None of them believe that she should have to carry an RFID chip; civil liberties group The Rutherford Institute issued a statement deploring the "school district's insistence on steamrollering students into complying with programs that have nothing whatsoever to do with academic priorities and everything to do with fattening school coffers".

The school requested a compromise where Hernandez would wear the ID card with the battery removed, thus bypassing the automatic attendance check. Her family refused – a decision which effectively lost them the first round of a court case last week after a judge ruled that this compromise would have meant their religious rights were no longer breached. But with 200 other children at the school now refusing to wear the chips following the outcry, an exercise in administrative streamlining has become a compelling debate about privacy in an RFID-enabled world. (And a far less compelling one over whether making a contactless payment will cause us to burn in hell for all eternity.)

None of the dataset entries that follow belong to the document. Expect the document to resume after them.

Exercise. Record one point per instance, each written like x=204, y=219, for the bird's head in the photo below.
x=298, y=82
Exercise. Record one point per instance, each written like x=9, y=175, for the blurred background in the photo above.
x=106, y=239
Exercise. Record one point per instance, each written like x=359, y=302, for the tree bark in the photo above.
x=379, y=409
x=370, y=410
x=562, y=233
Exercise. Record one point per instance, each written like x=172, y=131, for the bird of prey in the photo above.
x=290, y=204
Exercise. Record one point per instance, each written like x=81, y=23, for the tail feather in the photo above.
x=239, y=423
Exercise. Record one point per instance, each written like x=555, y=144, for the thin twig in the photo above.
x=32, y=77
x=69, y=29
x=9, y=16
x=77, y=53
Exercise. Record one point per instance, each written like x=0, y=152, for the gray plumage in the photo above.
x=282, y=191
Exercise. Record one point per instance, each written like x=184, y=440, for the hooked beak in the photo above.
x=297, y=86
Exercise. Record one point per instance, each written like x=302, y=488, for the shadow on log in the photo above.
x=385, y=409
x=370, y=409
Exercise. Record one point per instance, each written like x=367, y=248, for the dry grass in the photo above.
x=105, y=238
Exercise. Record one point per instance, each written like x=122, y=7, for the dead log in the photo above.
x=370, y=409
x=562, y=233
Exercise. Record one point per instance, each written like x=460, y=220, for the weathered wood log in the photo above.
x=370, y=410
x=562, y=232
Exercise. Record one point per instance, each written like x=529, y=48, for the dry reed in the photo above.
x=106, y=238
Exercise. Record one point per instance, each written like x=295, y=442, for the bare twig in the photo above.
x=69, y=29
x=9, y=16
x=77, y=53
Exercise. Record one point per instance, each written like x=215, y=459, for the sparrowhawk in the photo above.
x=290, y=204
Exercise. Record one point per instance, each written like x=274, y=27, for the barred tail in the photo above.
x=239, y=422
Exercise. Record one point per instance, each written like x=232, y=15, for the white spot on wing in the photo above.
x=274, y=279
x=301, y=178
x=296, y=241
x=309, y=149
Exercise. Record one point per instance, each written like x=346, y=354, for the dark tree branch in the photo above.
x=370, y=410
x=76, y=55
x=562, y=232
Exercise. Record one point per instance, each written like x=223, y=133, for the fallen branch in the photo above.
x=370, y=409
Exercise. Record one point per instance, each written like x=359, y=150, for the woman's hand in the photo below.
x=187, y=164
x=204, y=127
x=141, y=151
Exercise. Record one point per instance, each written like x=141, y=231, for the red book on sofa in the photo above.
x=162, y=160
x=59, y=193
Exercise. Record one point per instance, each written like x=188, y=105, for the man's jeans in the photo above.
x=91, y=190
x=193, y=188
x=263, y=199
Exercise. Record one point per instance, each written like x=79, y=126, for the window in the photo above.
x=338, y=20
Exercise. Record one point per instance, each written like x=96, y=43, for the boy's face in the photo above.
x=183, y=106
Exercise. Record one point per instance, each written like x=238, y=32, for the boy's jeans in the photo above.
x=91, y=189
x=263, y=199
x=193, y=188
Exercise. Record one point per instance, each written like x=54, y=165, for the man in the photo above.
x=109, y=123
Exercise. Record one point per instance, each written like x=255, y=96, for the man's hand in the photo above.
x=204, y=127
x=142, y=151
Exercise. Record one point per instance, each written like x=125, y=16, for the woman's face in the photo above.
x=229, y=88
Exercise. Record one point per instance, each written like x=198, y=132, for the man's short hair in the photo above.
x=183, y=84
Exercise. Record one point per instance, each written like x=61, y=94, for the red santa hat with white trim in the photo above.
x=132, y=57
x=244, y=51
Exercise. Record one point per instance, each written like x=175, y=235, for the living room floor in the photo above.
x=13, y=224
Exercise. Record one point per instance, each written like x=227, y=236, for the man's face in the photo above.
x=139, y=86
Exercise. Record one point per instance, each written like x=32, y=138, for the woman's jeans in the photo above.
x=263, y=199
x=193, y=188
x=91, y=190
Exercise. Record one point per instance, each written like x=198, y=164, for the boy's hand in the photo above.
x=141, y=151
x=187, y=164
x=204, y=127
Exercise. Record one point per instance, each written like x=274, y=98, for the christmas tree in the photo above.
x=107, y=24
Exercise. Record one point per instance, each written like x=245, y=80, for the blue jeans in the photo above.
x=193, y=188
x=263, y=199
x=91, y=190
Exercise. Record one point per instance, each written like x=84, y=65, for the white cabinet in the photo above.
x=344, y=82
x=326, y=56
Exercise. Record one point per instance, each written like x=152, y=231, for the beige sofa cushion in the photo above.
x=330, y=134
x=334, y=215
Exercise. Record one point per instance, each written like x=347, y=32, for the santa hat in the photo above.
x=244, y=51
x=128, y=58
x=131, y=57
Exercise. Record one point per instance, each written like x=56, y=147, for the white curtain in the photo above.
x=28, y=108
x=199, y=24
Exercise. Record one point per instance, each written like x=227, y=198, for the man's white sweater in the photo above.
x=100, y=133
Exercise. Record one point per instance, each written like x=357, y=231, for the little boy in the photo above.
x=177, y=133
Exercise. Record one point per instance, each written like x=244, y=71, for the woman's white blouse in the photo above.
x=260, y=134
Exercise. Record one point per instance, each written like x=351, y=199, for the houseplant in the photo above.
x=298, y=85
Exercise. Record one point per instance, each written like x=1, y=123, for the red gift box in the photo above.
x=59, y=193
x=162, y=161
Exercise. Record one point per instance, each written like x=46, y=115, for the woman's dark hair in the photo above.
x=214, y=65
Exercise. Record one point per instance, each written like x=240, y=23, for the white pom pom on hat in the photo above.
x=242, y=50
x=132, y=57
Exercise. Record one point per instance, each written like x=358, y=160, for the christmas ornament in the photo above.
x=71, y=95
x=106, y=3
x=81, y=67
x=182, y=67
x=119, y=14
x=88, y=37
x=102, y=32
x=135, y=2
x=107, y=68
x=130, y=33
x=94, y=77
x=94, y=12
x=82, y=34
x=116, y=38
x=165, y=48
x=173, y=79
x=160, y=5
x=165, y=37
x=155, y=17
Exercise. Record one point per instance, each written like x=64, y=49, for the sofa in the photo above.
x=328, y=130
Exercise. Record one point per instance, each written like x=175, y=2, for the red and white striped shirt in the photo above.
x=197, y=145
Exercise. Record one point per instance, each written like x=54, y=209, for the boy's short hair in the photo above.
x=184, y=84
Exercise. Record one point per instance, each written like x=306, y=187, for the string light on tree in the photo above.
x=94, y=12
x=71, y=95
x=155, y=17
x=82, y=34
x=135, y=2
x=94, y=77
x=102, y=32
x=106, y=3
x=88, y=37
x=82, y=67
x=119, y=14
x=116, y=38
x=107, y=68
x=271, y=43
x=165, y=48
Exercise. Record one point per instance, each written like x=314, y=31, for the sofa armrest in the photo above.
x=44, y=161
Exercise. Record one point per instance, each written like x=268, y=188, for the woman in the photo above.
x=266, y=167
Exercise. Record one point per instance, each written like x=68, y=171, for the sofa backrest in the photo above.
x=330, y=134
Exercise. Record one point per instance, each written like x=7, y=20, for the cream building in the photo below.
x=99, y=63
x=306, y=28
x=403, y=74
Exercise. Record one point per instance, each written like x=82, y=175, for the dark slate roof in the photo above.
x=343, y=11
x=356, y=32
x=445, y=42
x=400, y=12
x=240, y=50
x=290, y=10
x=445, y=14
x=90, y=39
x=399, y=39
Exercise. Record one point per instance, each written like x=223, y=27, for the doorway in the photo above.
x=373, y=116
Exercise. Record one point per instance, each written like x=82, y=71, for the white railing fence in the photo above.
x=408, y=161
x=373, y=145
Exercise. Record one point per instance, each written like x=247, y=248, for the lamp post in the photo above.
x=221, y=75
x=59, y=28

The Library of Congress welcomes 170 billion new titles

A deal struck between Twitter and the Library of Congress has just seen the first 170 billion tweets, sent since the service's inception in March 2006, archived for posterity across 133 terabytes of disk space. The library is now hard at work catching up with tweets from the present, with nearly half a billion thoughts splurged onto the social media service every day. Having just made a random dip into Twitter and discovered someone called @willbr0 saying "when welsh people say lush omg", I have to admit that, on a tweet-by-tweet basis, Twitter is largely drivel. But as a whole it's a profoundly important data set that's ripe for research – both cultural and historical.

The difficulty faced by researchers has always been how to mine that Twitter resource. Anyone who's done a straightforward Twitter search will know that results are only returned from the last week or so.

Delving back further is problematic, repeated search requests are blocked by the limits of Twitter's API, and third-party redistribution of tweets is prohibited by Twitter's Terms of Service. The Library of Congress deal means that everything is archived, but the size of that archive is so huge that a single search currently takes 24 hours. As an LOC spokesman said: "It's clear that technology to allow for scholarship access to large data sets is not nearly as advanced as the technology for creating and distributing that data."

As if it wasn't glaringly apparent from our own social media behaviour, we're churning it out way, way faster than we can assess what it all might actually mean.

Computer says: "@#*$ *%#!"

As 2013 begins, we're another year closer – at least in theory – to the prospect of a computer passing the Turing test, i.e. managing to convince a human that its responses are generated by a human rather than a computer.

In this week's edition of Fortune magazine, Eric Brown, an IBM research scientist working on Watson, the supercomputer that won the US quiz show Jeopardy in 2011, described one of the main difficulties: teaching a computer the difference between polite language and slang.

In an attempt to make Watson more "street", Brown's team fed in the contents of the website Urban Dictionary, but found it difficult to get it to use its new vocabulary in a socially sensitive way. After answering "bullshit" to a researcher's query, Watson was deemed to be out of control; Urban Dictionary was later erased from its memory.

Of course, humans can be inappropriately sweary, too. But teaching a computer how to be appropriately inappropriately sweary? That's still a good few years away.